Um dos mais profundos temas do discurso filosófico e sociológico da história da humanidade, e não menos problemático, é a natureza da política. Toda ação humana esteve e está profundamente marcada pela política. A exemplo disso, podemos citar as diversas manifestações das culturas: egípcia, judaica, assíria, babilônica, persa, grega, romana, latina e modernas e suas formas de governos. Nenhuma escapa dos olhos da política.

No atual momento da sociedade brasileira, a campanha eleitoral/2022, parece-nos que a questão ainda não se encontra bem resolvida, pois é notável a falta de uma substancial distinção e clareza entre o que é a política como forma de vida e a política partidária. O que diferencia uma da outra é o que nos leva a emitir, formular algumas ideias sobre essa diferença, bem como agir a partir do que pensamos sobre uma e outra.

É muito comum ver e ouvir as pessoas discutindo questões partidárias e não questões políticas. Este texto quer convocar os leitores a uma reflexão sobre Política, com “P” para diferenciar do que vulgarmente chamamos de “política”. Vale lembrar que refletir é o ato de retornar, de voltar, rever, revisar, interrogar-se e não o ato de curvar-se diante do outro. Este gesto é próprio do escravo diante de seu senhor. De já, a reflexão é uma ação do sujeito que, conscientemente, é capaz de fazer uma autocritica. Assim, a reflexão é algo como que a expressão kantiana “sapēre aude” ou, numa linguagem foucaultiana, ter a “coragem da verdade”. 

A Política a qual nos referimos diverge da política em sentido vulgar. A Política é uma forma de vida coletiva, portanto, democrática em seu princípio. Mas a política no senso comum expressa a ideia de partido, uma concepção centrada nos interesses particulares. Como forma de vida coletiva, a Política é, por natureza, a arte da civilidade, do respeito, do direito, do dever ser, do agir bem, da ética, da responsabilidade social. Dessa forma, ela exige de cada um de nós uma relação humanizadora, quer sejamos negros, brancos, indígenas, homens, mulheres, gays, lésbicas, transsexuais, jovem, adulto, idoso, casado ou solteiro, não importa. O que importa à Política é a humanização, a condição de que todos, todas, tod@s sejam considerados iguais.

A igualdade como direito não significa ser o mesmo que outro. A mesmice é a negação do outro como ser diferente. Não somos objetos de produção em série para sermos todos o mesmo. A igualdade de direitos requer que todos sejam acolhidos em suas diferenças e diversidades, mas há quem diga que isso é impossível de viver. Evidentemente isso parece mesmo impossível, visto que a ótica com que olhamos o mundo é uma visão profundamente marcada pelas desigualdades entre os seres humanos e sobre isso vale lembrar que desigualdades é algo contrário à diferença. Somos todos únicos, diferentes, mas não podemos ser desiguais. Para sermos Políticos, com “P”, precisamos estar em constante formação. 

A formação não é processo de aprendizagem com inicio, meio e fim. Ela se dá ao longo da vida, nas relações estabelecidas entre os seres humanos com outros seres e o mundo. Ela é um projeto de desenvolvimento, de aperfeiçoamento do humano que há em nós.
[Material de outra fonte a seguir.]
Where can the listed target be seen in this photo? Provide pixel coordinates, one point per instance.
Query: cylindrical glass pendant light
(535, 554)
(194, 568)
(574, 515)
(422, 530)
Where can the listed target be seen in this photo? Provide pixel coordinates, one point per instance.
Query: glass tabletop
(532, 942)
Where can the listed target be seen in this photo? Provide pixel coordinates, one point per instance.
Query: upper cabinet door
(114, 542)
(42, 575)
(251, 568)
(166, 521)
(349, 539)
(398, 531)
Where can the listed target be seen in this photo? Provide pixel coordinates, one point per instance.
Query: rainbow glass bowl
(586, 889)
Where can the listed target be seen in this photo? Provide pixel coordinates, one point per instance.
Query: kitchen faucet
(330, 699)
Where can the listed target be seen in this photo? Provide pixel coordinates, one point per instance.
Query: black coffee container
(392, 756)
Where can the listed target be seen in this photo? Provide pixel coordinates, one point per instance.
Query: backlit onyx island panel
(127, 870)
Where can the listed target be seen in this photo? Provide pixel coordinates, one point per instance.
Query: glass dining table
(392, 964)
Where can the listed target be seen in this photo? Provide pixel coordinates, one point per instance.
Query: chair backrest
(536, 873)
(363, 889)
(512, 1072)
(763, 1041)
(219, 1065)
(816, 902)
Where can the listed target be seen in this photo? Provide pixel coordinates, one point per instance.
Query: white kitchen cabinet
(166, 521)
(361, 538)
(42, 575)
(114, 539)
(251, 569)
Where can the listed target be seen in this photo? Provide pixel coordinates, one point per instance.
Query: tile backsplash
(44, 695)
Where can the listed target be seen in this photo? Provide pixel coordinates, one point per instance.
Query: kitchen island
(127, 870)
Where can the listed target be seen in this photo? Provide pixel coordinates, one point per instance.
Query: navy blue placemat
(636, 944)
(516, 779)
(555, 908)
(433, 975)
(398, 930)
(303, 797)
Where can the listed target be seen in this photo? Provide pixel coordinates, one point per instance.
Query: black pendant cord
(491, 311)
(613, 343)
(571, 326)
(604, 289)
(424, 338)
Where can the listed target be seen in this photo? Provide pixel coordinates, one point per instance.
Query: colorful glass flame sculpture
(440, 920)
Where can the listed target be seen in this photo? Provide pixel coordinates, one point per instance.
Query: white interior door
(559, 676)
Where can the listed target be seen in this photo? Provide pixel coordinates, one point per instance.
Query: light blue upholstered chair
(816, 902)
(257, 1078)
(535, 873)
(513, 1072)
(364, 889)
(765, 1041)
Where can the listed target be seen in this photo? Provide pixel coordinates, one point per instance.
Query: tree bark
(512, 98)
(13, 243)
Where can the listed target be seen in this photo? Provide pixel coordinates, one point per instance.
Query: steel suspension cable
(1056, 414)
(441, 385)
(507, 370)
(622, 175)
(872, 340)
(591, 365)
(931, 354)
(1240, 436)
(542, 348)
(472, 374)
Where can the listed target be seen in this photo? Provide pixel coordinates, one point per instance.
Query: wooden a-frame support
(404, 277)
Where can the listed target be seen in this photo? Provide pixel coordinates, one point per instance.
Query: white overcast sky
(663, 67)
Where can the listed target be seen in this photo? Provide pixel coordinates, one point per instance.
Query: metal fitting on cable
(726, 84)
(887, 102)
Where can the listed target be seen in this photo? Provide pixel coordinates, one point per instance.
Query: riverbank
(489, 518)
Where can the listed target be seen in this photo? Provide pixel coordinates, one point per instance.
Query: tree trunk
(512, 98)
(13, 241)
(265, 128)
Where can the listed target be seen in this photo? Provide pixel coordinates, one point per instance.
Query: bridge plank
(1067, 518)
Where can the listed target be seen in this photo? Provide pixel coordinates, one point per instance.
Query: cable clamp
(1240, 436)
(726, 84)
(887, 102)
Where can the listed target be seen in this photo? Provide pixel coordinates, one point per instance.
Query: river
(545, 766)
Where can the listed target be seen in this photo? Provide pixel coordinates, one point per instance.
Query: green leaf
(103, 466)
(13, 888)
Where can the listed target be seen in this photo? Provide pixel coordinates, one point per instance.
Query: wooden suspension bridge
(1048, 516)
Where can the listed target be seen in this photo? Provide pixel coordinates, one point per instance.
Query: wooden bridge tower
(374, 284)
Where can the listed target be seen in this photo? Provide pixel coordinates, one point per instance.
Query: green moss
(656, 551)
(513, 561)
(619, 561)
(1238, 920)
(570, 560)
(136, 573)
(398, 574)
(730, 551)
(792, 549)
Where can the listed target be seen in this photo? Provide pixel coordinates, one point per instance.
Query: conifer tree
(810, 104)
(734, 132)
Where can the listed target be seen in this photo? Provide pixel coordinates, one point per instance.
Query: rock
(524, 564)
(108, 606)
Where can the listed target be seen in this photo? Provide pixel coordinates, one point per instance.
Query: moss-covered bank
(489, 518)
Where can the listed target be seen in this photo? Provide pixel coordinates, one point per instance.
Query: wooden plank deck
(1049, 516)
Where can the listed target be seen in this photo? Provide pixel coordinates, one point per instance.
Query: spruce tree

Por isso, a necessidade de um Estado estético que seja capaz de dar, de distribuir o que se recolhe de forma igualitária que supere todas as formas desigualdades. Ele é um estado de coisas e não coisas de um Estado. Ele é uma forma de vida que se configura na partilha do sensível, na condição mesma de juntar e distribuir segundo um critério de igualdade e de comunidade. O tipo ideal de sujeito desse Estado é o artista. O artista, diferentemente do João-de-barro, cria e recria o mundo. A arte, neste sentido, é produção, trans-formação, ou seja, é ir além de uma forma única, fechada, linear, estática e obsoleta. 

O Político não é aquele que representa o Estado, mas aquele que, vivendo em e na comunidade, se organiza para que todos os outros possam frequentar com os mesmos direitos e deveres as instituições públicas, como a escola, o hospital, entre outros organismos do Estado e ser respeitado em sua dignidade humana. O Estado estético não coaduna com a cooptação de votos, não estimula a violência, nem a fome, nem a criminalidade, etc. Nele, o recolhido é distribuído de forma igualitária como fundos para a educação, a saúde, a moradia, a alimentação, a segurança, o lazer, entre outras necessidades humanas, e não direcionado à guerra, ao armamento bélico, à violência e a quem tudo tem.

No Estado estético a igualdade é o princípio regulador e tudo que foge a essa norma é definitivamente antipolítico, não democrático, desigual e ameaçador da vida do outro. Mas esse Estado não é construído de cima para baixo ou vice-versa. Ele é e só pode ser instituído na coletividade, na relação, no debate intenso e respeitoso das diferenças e diversidades humanas.